It’s been going on for at least a quarter of a century. As the holidays approach, one toy emerges as that year’s “must-have” gift. It’s an almost annual frustration for shoppers, all of whom can tell tales of early hours, long lines, and broken promises, as they cruised the malls and shopping plazas in search of a doll, gadget, video game, or other item.
This is by no means a complete list, just a glimpse at some of the more famous (notorious?) items that exploded onto the scene with little supply. — Jack Pickell, Boston.com staff
1983-84: Cabbage Patch Kids
The original modern-day, must-have toy. These character-based dolls were in high demand during the 1984 holiday shopping season, leading to chaos in the few stores able to stock the dolls. Tugging and shouting matches were not uncommon that season, as the dolls emerged from stock rooms onto sales floors.
1996: Tickle Me Elmo
Not since the Cabbage Patch Kids had stores seen anything like the demand for Sesame Street’s lovable, red fur ball. He talked, and vibrated enthusiastically if you tickled him (hence, the name). Cabbage-Patch-like drama played out in stores during the 1996 shopping season, the ticklish toy was in short supply.
The first virtual pet was an egg-shaped key chain with a small LCD screen on which the pet’s life was lived out. Some called it an annoying fad, and some schools banned kids from using them during class. Tamagotchi did, however, lead to an evolution of virtual pets that took on furrier characteristics and eventually found homes on the Internet.
Virtual pets got a little smarter and a lot hairier in the months and years following Tamagotchi. Meet Furby (cute, huh?).

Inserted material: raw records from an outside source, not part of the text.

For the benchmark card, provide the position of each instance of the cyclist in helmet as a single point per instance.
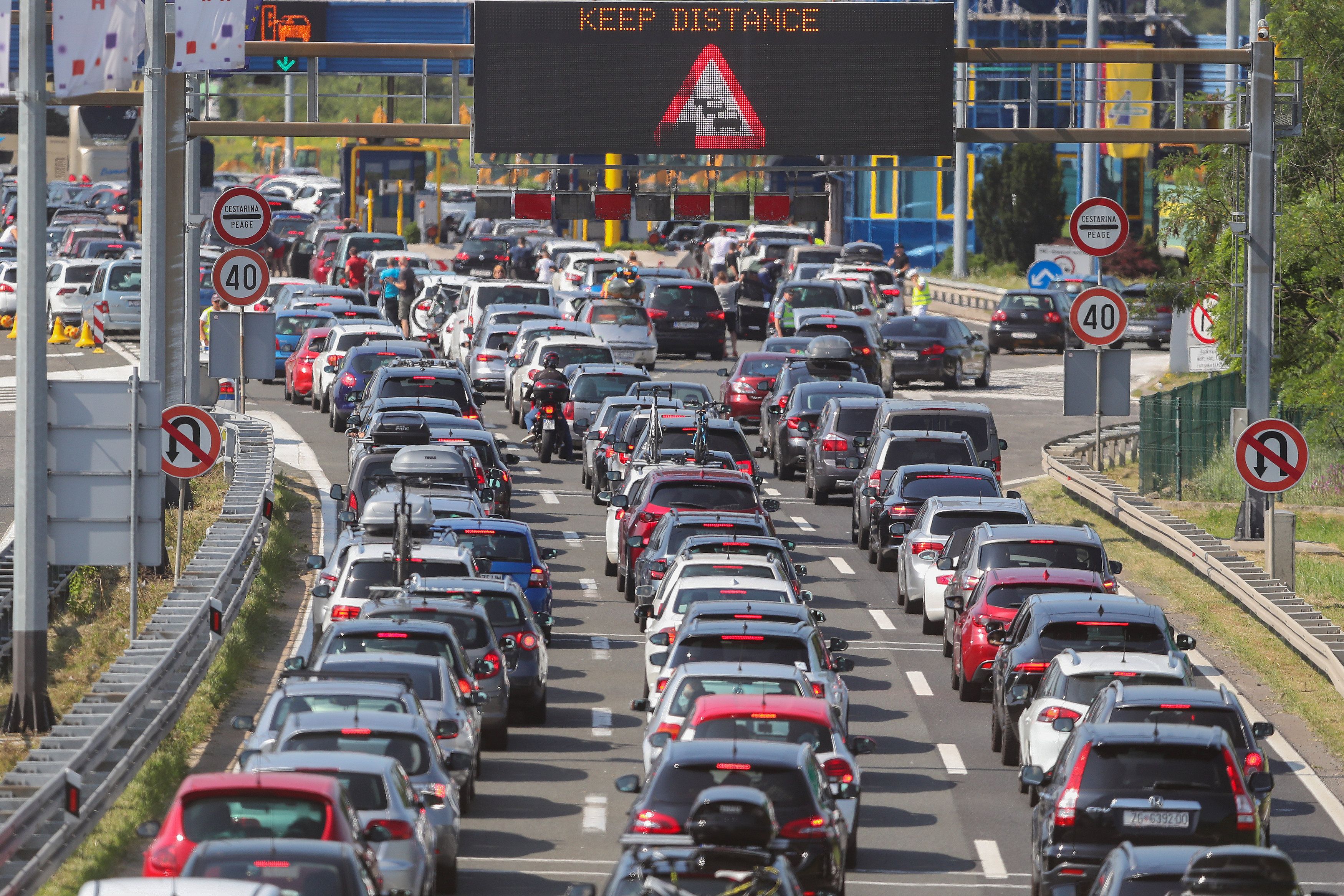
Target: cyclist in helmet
(550, 386)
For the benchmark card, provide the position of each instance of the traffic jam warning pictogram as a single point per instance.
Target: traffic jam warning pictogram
(241, 276)
(1272, 456)
(1202, 319)
(241, 217)
(1099, 316)
(712, 109)
(1099, 226)
(191, 443)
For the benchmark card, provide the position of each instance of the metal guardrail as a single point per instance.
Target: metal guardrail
(108, 735)
(1281, 610)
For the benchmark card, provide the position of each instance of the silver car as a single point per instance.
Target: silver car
(389, 812)
(409, 741)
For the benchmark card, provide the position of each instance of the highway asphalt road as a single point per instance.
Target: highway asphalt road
(938, 809)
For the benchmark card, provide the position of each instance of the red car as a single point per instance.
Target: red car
(685, 488)
(228, 807)
(995, 601)
(749, 384)
(299, 367)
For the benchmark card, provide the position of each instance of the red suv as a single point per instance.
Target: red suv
(685, 489)
(228, 807)
(992, 605)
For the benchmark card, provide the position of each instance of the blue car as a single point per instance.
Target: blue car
(358, 366)
(290, 332)
(513, 552)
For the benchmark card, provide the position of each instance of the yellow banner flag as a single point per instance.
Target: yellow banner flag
(1128, 99)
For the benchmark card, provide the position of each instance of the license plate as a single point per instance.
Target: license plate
(1156, 818)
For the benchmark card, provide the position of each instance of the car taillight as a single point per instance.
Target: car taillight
(655, 823)
(1066, 809)
(396, 828)
(814, 828)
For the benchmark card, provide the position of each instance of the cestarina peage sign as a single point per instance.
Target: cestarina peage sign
(689, 78)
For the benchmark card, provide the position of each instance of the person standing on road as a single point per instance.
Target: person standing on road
(728, 291)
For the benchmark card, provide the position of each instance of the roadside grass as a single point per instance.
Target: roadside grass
(1292, 683)
(89, 633)
(150, 792)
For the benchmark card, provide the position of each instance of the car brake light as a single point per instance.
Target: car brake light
(1066, 809)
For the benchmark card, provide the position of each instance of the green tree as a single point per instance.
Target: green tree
(1019, 202)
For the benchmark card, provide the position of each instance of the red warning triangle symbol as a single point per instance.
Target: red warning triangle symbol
(712, 107)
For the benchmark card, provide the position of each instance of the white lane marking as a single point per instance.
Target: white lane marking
(882, 620)
(920, 684)
(951, 758)
(594, 815)
(601, 648)
(990, 859)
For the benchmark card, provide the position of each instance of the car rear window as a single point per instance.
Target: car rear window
(405, 749)
(949, 522)
(1102, 635)
(1041, 552)
(1155, 767)
(742, 648)
(256, 815)
(709, 495)
(927, 485)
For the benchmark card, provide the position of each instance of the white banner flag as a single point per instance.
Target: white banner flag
(210, 35)
(96, 45)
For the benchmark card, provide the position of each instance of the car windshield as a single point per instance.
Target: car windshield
(742, 648)
(405, 749)
(949, 522)
(1041, 552)
(256, 815)
(703, 496)
(768, 726)
(927, 485)
(687, 595)
(594, 387)
(1102, 635)
(365, 574)
(1010, 597)
(1155, 767)
(1175, 714)
(331, 703)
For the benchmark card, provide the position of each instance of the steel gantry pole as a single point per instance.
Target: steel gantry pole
(960, 188)
(30, 708)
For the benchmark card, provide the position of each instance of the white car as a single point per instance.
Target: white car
(667, 710)
(1069, 686)
(691, 590)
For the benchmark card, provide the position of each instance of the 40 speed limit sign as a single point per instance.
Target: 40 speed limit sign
(1099, 316)
(241, 277)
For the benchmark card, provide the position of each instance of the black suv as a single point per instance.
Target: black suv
(1137, 782)
(1046, 625)
(809, 820)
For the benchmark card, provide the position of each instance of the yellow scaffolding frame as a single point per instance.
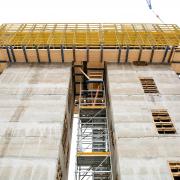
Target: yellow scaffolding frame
(92, 34)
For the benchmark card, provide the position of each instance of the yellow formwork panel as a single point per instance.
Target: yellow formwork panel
(89, 34)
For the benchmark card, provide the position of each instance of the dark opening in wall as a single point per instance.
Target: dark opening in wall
(163, 122)
(175, 170)
(149, 85)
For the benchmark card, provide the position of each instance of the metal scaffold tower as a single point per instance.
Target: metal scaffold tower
(93, 146)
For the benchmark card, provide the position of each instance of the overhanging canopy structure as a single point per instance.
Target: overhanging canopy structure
(92, 42)
(92, 35)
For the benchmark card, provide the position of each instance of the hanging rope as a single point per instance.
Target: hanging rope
(150, 7)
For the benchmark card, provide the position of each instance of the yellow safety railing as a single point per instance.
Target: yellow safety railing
(89, 34)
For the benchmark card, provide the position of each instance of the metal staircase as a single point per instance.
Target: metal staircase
(93, 149)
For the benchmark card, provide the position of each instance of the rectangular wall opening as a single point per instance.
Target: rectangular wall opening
(163, 122)
(175, 170)
(149, 85)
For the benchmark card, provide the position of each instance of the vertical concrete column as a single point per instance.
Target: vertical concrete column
(33, 110)
(141, 152)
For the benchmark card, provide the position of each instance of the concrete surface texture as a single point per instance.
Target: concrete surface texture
(33, 100)
(140, 151)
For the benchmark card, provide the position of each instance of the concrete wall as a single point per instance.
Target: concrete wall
(141, 152)
(33, 103)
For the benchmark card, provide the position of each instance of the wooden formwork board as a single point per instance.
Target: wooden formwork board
(108, 55)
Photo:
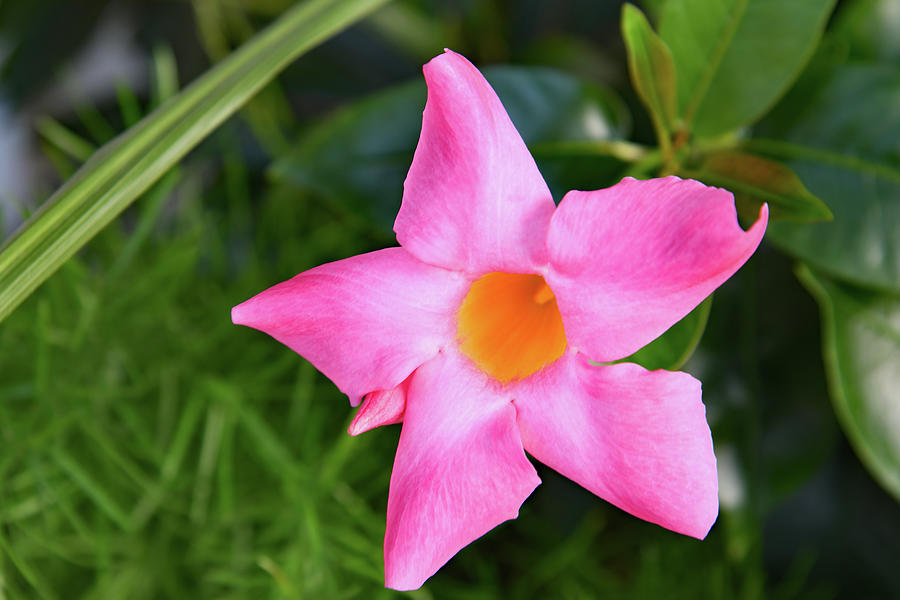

At first, Furby spoke only in his own language, Furbish. But over time, the toy cleverly adapted to English, creating the illusion that its owner was teaching it to speak. Furby also moved his mouth and ears, blinked his eyes, and made a wobbling motion that resembled walking. Furby was the must-have holiday toy of 1998.
Barbie with an attitude? The Bratz dolls had big heads, skinny bodies, and wore lots of makeup — and girls loved them. The original Bratz were named Cloe, Jade, Sasha, and Yasmin, but in subsequent years, spin-off lines of Bratz (Bratz Boys, Bratz Kidz) continued to sell well.
2002: FurReal Friends Cat
And they kept getting smarter... These virtual pets were loaded with sensors that created natural-looking responses to touch, such as stroking its back. The cats also featured different moods, cuddly, playful and irritable, which were influenced by how they were treated. Parents searching for these felines during the ‘02 holiday shopping season were most likely in an irritable mood.
2006: Nintendo Wii
Generations of home video game systems could have made this list, like the Atari 2600, ColecoVision, Nintendo Entertainment System, and PlayStation, all of which were in high demand during the first holiday seasons of their releases. But Nintendo’s Wii was almost impossible to get late in 2006, frustrating parents and kids alike. Its wireless controller went beyond push-buttons, translating a user’s hand, arm, and body motions directly into the system’s games.
2009: Zhu Zhu Pets
In 2009, the robotic hamsters seemed to be taking over the world—kids’ worlds anyway.
Patches, Chunk, PipSqueak, Mr. Squiggles, and Num Nums are their names, and they coo, purr, explore their surroundings, and respond to various stimuli. You can even buy accessories for them. Thankfully, they also have a sleep mode.